Latest On Adrian Peterson, NFLPA

The hearing for the grievance filed on behalf of Adrian Peterson by the NFL Players Association is scheduled for Monday, but the Vikings running back didn’t appear at another hearing that was supposed to happen yesterday, according to Adam Schefter of

Monday’s hearing is related to whether or not Peterson should be immediately reinstated as part of his agreement to be placed on the commissioner’s exempt list until his legal case was resolved. Yesterday’s meeting was a disciplinary hearing, intended to help the NFL decide what sort of penalty – if any – to assess for Peterson’s violations of the league’s personal conduct policy. Having initially been set for Tuesday, yesterday’s scheduled disciplinary hearing had already been moved back once by the league.

“We informed the union that we were unwilling to postpone the hearing beyond this week given that the player and union had both expressed a strong desire to resolve this matter as soon as possible and we had been given no meaningful reason why Adrian and the union could not appear and participate,” said a league official. “We offered other alternatives for this week, but those also were not acceptable.
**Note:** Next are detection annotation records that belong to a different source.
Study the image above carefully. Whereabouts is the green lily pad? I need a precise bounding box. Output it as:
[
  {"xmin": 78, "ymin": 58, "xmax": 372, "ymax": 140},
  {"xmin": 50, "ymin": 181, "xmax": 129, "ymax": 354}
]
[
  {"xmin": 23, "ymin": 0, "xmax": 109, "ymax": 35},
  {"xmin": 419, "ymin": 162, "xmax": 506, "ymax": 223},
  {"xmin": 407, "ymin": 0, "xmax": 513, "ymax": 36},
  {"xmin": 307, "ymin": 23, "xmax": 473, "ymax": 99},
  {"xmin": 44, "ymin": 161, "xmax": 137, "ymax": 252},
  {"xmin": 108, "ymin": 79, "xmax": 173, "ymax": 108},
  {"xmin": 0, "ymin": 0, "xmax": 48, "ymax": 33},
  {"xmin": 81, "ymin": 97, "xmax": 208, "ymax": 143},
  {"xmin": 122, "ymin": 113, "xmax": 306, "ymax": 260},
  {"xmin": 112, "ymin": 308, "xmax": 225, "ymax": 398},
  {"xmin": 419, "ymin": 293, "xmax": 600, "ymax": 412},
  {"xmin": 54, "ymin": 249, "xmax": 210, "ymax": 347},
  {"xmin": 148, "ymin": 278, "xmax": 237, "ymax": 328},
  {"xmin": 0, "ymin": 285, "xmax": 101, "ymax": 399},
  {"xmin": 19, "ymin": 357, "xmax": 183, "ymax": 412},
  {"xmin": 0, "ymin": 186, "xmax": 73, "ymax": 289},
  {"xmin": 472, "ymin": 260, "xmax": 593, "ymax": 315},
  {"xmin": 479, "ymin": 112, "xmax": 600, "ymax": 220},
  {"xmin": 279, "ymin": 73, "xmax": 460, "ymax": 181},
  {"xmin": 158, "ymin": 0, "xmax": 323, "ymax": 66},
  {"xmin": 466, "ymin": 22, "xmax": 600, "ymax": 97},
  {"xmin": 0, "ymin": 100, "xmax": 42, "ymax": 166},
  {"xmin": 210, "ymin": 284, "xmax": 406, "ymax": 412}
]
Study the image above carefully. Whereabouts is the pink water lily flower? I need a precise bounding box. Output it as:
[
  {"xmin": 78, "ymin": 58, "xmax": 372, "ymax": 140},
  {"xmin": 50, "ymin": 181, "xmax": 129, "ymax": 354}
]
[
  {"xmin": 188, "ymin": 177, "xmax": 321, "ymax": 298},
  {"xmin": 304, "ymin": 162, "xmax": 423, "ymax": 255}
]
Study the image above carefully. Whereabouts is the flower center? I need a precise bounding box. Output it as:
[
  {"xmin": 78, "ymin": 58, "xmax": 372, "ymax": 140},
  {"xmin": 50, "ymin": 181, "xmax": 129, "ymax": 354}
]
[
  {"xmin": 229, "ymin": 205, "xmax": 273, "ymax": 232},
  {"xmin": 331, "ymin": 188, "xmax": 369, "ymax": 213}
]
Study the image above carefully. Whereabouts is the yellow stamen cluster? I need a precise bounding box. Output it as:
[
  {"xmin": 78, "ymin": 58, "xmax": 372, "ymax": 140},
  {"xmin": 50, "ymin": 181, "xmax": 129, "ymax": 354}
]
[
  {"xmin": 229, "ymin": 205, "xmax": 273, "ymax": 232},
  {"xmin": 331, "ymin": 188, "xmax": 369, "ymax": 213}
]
We also have yet to receive more than cursory materials in response to our requests for information on the case. Accordingly, we went forward with the review on Friday as scheduled.

“We had hoped that Adrian would take advantage of his opportunity to be heard and present whatever information he believes should be considered before a decision on discipline, counseling and services is made,” the official continued. “Because he and the NFLPA elected not to do so, we will have to address this based on the information currently available to us.”

While the NFL expressed disappointment with the apparent lack of cooperation by Peterson and the NFLPA, the running back, his lawyer Rusty Hardin, and the union don’t seem happy with league’s approach to the situation. According to Hardin, it’s against Texas state law to give the NFL all the documents it requested, and Tom Pelissero of USA Today reports that Peterson informed the league on Thursday he wouldn’t attend the hearing because the league hadn’t clearly answered questions about the role of outside experts in the process. Meanwhile, NFLPA spokesperson George Atallah said the Players Association never agreed to Friday’s meeting.

“The league office seems more focused on creating an arbitrary disciplinary process for Adrian instead of honoring a signed agreement to remove him from the commissioner’s list,” Atallah said. “They are simply making stuff up as they go along. They should commit their efforts to meeting us at the table to collectively bargain a new personal conduct policy.”

On the subject of collectively bargaining a new conduct policy, the NFLPA submitted a proposal to the league this week, making several suggestions involving discipline for personal conduct violations. As Aaron Wilson of the Baltimore Sun outlines, the union doesn’t want to see players punished based on simply an arrest or pending charges — instead, the proposal calls for discipline to be meted out once a matter is adjudicated, with a neutral third-party – rather than the commissioner or a team – deciding on the penalty.

If the union’s proposal were applied to Peterson’s case, the running back either wouldn’t have been forced to sit out the eight games he has already missed while his case was pending, or – if he had agreed to take a take a paid voluntary leave of absence – those games would qualify as time served.